Try it out at Unmute.sh!
Unmute is a system that allows text LLMs to listen and speak by wrapping them in Kyutai's Text-to-speech and Speech-to-text models. The speech-to-text transcribes what the user says, the LLM generates a response in text, and the text-to-speech reads it out loud. Both the STT and TTS are optimized for low latency and the system works with any text LLM you like.
On a high level, it works like this:
graph LR
UB[User browser] --> T((Traefik))
T --> B(Backend)
T --> F(Frontend)
B --> STT(Speech-to-text)
B --> LLM(LLM)
B --> TTS(Text-to-speech)
- The user opens the Unmute website, served by the frontend.
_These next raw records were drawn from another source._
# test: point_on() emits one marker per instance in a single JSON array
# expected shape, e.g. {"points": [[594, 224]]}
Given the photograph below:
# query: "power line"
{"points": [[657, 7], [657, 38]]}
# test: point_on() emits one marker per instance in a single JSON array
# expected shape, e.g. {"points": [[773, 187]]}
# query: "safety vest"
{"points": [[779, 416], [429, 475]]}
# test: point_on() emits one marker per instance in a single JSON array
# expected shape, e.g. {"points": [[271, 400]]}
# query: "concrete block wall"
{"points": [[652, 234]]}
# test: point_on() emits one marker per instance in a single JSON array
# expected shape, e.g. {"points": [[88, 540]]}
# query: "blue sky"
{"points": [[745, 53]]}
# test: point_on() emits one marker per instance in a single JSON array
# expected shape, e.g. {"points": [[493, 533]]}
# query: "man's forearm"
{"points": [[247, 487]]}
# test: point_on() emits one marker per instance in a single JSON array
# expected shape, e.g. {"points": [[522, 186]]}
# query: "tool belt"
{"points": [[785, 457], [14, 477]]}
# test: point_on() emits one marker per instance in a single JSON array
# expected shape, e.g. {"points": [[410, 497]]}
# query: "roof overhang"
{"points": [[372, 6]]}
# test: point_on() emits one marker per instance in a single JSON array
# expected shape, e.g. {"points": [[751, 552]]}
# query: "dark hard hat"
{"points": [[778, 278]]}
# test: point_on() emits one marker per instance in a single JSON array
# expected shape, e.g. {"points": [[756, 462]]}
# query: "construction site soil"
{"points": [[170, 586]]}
- By clicking "connect", the user establishes a websocket connection to the backend, sending audio and other metadata back and forth in real time.
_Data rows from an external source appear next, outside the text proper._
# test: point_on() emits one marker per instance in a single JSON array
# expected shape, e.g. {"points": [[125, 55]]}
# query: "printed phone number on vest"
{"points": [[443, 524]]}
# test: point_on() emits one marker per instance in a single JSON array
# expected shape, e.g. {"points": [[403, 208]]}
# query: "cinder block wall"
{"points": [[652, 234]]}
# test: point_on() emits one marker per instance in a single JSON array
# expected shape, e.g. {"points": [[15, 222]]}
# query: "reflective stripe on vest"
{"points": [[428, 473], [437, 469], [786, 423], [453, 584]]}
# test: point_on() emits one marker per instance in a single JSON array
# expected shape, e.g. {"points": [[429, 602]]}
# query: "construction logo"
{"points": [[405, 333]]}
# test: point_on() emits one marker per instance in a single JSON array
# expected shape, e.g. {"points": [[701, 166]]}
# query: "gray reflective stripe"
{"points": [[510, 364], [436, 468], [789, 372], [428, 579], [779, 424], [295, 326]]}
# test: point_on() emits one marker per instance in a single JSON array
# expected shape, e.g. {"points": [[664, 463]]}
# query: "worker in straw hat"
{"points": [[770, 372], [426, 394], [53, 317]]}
- The backend connects via websocket to the speech-to-text server, sending it the audio from the user and receiving back the transcription in real time.
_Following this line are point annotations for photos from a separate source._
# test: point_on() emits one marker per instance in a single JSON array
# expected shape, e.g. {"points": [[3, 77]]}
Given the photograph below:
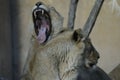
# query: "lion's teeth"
{"points": [[42, 11]]}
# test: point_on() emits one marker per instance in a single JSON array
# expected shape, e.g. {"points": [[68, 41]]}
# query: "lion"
{"points": [[51, 22], [61, 57]]}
- Once the speech-to-text detects that the user has stopped speaking and it's time to generate a response, the backend connects to an LLM server to retrieve the response. We host our own LLM using VLLM, but you could also use an external API like OpenAI or Mistral.
- As the response is being generated, the backend feeds it to the text-to-speech server to read it out loud, and forwards the generated speech to the user.
- Traefik routes requests to paths under
/api
to the backend and the rest to the frontend.
Note
If something isn't working for you, don't hesistate to open an issue. We'll do our best to help you figure out what's wrong.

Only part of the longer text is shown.